Vogt’s approach is staunchly observational, which means much of the viewer's experience is defined by trying to decipher why watching the kids playing their way through boredom feels so acutely sinister. Maybe it’s because of how Anna is written; a child with autism, Vogt walks a mighty fine line between empowering her and othering her when she discovers abilities of her own. Maybe it’s because of the way nature vs. nurture seems moot once meanness is accepted as the most sensible way to navigate the world, adding an extra crunch to early bursts of violence (cat-lovers, you’ve been warned). 

Maybe it’s because we’ve seen Josh Trank’s “Chronicle,” a similarly grounded story about adolescents discovering supernatural abilities that takes a deep and deadly plunge into outsider frustration. While it's possible we wouldn’t have this film without that one, what makes Vogt’s film the more impressive accomplishment is how he draws both empathy and outright terror from the same rich idea that children tend to act in damn strange ways, often for reasons they themselves can’t explain. 

While “The Innocents” makes little space for expository description, it creates a hell of a lot of it for tensions to simmer, spread and, eventually, dominate. Briefly pitching itself as a movie about a child’s anxieties upon moving to a new place – what have these walls seen? What is making those shadows? – the ecosystem of “The Innocents” is soon defined as one of curious kids and their casual cruelties, exacerbated by strange newfound powers. Are these genre conventions merely a fakeout? Thirty or so minutes into “The Innocents,” you start to wonder. Stick with it. Once the 45-minute mark is reached, you start to grip the edge of your seat (or the arm of your couch, as it were; the movie is releasing on VOD from IFC Midnight as well as theatrically). 

“The Innocents” is icy and sometimes detached, but this is not to say it’s without passion or purpose. Even while freakish phantoms creep on the screen, our worry never leaves the side of the vulnerable young ensemble Vogt has envisioned and assembled. The writer-director is fresh off an Oscar nomination for his work on the screenplay to the Joachim Trier-directed “The Worst Person in the World,” a movie that swells the heart while “The Innocents” grips it. The films ostensibly couldn’t be more different, but in both Vogt places his respective protagonists in thickets of existential confusion. 

Often the cinematographer, Sturla Brandth Grøvlen, will turn his camera upside down for a moody tracking shot, as if to render the world as a place where illogic is the only thing that makes any bit of good sense.
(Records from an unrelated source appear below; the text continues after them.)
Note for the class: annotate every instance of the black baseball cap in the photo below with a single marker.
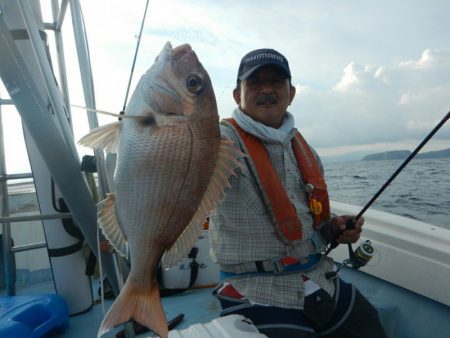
(258, 58)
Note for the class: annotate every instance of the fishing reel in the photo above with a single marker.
(357, 259)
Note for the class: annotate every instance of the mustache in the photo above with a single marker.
(266, 98)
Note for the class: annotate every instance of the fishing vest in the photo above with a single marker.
(283, 214)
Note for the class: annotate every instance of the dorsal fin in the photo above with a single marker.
(226, 163)
(104, 137)
(108, 222)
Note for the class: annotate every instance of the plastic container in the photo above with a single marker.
(32, 316)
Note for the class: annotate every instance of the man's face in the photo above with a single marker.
(265, 96)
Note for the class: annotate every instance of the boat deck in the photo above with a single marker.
(196, 305)
(402, 312)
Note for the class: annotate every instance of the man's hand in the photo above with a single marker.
(342, 233)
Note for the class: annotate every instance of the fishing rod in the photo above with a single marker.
(364, 252)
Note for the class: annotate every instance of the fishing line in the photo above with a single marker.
(400, 168)
(351, 223)
(134, 60)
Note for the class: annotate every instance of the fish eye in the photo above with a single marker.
(194, 83)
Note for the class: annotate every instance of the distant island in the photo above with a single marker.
(403, 154)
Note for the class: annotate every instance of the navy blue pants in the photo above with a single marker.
(348, 314)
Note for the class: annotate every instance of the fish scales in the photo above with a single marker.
(172, 168)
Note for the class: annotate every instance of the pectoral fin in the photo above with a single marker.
(108, 222)
(226, 163)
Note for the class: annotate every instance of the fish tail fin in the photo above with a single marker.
(134, 303)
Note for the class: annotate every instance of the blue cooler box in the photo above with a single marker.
(32, 316)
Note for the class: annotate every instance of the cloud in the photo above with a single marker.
(378, 104)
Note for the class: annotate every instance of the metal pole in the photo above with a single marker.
(58, 17)
(88, 88)
(6, 227)
(47, 74)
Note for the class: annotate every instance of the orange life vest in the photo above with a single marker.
(283, 214)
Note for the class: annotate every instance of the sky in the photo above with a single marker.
(371, 76)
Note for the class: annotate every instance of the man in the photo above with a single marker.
(270, 232)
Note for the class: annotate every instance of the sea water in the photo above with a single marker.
(421, 191)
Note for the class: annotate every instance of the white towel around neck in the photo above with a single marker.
(262, 131)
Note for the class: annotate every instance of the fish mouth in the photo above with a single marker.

More effective are the repeated establishing shots of the mountainous apartment building where the movie unfolds; the structure feels less like a home and increasingly like a prison or lab the more the kids test the limits of their powers. Its ambience of hazy mystery doesn’t let up, which can make the pace sometimes crawl to a trudge. But “The Innocents” is never less than compelling, its craft never less than committed.  

At the same time, Vogt manages to leave just enough of a crack in this movie’s calloused exterior for a ray of pathos to shine through. It proves valuable in the ultimate arc of the movie’s grim trajectory—a reminder that there are times and places in life when the line between good and evil isn’t so easily discerned. The more the children experiment with their abilities, the more the suspicion builds that they will grow into the malevolence we’re closely searching for. That eventual jolts of brutality are underscored with the unrestrained bounds of youthful rivalry brings Vogt’s themes into barbed focus: This can be a terrible world for children, but not in the least when they’re terrible to each other.  

"The Innocents" is now in theaters and available to rent on VOD. It's not rated. Runtime: 1 hour, 57 minutes. 

Starring: Rakel Lenora Fløttum, Alva Brynsmo Ramstad, Sam Ashraf, Mina Yasmin Bremseth Asheim.